É fonte de evangelizar, sinal de verdadeira Religião. Haec est vera religio.

Existe uma vila, algures, aonde o padre era execrando, fosse ele quem fosse. É padre? Fora! O maior enxovalho da minha vida, sofri-o ali, por trazer batina.

Foi na praça pública. A multidão uivava: aí vem ele; atira! O ele era eu. Pois muito bem. O Prelado da Diocese nomeou um pároco, e que fez ele? Tomou umas dúzias das crianças mais necessitadas da sua paróquia, alugou uma casa à beira-mar, fez com elas uma colónia de férias e pronto. Já se não uiva. O padre transita livremente.

O serviço de colónias continua. Os meios não faltam. O pároco goza. O povo dá palmas. Os até ali incrédulos começam agora a duvidar e ajudam as despesas. Tal a força da Criança!

Era de uma vez nas ruas de uma cidade, a horas mortas. Ninguém viu o que ali me aconteceu por andar de batina e dizer missa no altar. Semblantes, atitudes, palavras. Oh! negrume daquela hora e daquele lugar; nunca mais te esquecerei!

Andaram os tempos. A criança das ruas fala. Das ruas daquela cidade. Da mesma rua do negrume. Fala. Relata. Diz tudo como é e como foi. Tanto bastou para mudar a direcção dos ventos! Os assanhados, daquele dia, são agora cordeiros! A criança das ruas vence. Impera. Transforma. Não há ninguém que lhe resista. (...)

É pela força dela que são fortes as obras que as esmeram. E quando as ditas obras de assistência olham para cada criança com o olhar de Jesus, de humanas que são, passam logo a divinas. É aqui o nervo. É neste sentido e por esta razão que a multidão dos transviados começa a fazer perguntas e a regressar à Mãe.

Com certeza Deus existe, dizia-me uma vez, um transviado. E logo dá a razão: Pelo bem que se faz aos filhos dos Pobres.
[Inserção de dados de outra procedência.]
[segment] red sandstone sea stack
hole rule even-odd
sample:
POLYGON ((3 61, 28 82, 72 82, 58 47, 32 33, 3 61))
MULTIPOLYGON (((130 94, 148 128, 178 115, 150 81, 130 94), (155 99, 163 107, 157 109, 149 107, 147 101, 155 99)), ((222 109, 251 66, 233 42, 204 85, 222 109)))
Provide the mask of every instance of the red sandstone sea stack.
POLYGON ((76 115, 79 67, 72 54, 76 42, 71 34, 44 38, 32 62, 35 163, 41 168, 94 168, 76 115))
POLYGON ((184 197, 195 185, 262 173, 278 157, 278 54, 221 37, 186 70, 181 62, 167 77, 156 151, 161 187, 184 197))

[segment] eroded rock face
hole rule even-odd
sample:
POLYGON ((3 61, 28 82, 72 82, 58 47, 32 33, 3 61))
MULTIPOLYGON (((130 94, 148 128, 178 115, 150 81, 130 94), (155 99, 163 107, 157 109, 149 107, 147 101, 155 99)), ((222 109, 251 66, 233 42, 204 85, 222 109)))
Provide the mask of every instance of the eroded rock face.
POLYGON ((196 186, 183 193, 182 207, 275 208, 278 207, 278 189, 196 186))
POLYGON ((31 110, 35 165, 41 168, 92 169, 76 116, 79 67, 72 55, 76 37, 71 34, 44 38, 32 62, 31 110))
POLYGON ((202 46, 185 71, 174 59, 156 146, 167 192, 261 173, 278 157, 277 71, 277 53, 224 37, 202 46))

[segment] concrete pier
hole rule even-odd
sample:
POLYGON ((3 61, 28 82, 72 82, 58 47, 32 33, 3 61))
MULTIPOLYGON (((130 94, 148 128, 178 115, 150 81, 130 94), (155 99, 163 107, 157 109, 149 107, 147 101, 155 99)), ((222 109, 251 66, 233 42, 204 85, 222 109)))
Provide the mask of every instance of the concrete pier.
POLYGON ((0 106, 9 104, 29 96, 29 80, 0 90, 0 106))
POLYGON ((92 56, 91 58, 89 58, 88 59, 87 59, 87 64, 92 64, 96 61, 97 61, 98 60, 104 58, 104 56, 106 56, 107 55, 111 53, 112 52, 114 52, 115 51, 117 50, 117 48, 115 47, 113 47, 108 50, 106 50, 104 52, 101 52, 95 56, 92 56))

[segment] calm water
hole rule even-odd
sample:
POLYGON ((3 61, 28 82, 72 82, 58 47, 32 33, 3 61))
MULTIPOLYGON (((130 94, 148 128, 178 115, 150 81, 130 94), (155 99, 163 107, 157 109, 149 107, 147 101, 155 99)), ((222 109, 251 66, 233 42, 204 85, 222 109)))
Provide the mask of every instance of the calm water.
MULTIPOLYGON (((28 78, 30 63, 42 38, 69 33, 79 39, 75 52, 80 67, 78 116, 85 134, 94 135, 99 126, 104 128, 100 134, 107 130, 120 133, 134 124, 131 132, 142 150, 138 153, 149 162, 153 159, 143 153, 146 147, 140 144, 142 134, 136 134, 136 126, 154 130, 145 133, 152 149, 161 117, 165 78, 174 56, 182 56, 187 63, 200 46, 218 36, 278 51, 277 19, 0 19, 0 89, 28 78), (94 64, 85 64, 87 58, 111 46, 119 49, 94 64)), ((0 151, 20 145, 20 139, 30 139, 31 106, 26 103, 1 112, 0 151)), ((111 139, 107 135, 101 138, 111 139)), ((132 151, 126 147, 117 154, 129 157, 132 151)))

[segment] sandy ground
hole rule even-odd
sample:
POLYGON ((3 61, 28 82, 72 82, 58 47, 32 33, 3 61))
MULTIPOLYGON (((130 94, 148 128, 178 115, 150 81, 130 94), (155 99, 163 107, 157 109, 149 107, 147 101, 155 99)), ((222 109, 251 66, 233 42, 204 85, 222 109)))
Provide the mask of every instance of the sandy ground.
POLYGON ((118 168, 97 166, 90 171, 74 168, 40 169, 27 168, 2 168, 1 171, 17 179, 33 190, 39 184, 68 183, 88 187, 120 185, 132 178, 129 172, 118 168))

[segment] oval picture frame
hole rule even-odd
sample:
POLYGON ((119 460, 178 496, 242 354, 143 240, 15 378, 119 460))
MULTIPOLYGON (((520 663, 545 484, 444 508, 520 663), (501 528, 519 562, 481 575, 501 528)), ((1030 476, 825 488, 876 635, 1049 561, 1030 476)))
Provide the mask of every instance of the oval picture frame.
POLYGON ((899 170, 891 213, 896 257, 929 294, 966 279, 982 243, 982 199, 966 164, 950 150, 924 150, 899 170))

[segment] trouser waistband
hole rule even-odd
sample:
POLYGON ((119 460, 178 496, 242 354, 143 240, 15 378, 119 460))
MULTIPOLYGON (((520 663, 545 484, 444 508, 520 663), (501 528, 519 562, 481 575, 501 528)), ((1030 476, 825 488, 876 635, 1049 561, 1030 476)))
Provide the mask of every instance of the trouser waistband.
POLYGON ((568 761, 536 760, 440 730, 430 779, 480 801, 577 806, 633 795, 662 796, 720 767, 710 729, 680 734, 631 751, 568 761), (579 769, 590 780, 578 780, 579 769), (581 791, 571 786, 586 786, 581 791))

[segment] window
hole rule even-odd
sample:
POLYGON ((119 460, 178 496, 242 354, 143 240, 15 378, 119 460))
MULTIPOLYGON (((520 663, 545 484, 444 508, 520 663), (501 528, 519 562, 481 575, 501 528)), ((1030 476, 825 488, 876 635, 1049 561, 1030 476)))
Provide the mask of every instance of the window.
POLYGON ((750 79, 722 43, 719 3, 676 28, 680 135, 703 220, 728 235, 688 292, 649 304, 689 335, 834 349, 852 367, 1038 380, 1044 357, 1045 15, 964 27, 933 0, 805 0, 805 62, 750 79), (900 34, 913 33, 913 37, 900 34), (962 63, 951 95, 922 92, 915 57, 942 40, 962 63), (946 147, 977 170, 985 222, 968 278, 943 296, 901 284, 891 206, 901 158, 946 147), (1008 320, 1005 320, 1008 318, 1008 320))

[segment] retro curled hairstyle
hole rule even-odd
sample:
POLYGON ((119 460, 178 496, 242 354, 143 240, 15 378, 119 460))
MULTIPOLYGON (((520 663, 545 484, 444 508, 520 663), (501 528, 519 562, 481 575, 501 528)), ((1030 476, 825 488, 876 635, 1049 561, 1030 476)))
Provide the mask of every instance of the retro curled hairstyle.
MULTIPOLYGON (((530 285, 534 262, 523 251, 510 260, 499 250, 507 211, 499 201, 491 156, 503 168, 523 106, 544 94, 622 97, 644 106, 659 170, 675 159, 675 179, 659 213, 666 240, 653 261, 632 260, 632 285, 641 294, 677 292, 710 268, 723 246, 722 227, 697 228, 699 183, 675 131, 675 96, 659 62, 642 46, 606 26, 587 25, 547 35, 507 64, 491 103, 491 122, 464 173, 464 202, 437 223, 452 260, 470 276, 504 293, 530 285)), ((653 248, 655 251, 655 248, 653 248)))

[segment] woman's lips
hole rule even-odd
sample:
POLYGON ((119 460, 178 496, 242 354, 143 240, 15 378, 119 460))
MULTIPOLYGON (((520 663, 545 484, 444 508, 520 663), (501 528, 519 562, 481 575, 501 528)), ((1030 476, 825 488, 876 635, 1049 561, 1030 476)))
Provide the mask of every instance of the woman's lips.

Quantos homens não começam a sofrer de inquietação ao observarem no mundo o Evangelho aplicado?! Até ali, tinham resolvido o seu problema a seu modo: tudo acaba nos cemitérios. Agora, não: Com certeza Deus existe. E que outra fórmula há, na terra, de cada homem resolver o seu problema e as sociedades os seus, que outra, digo, senão somente o Evangelho aplicado?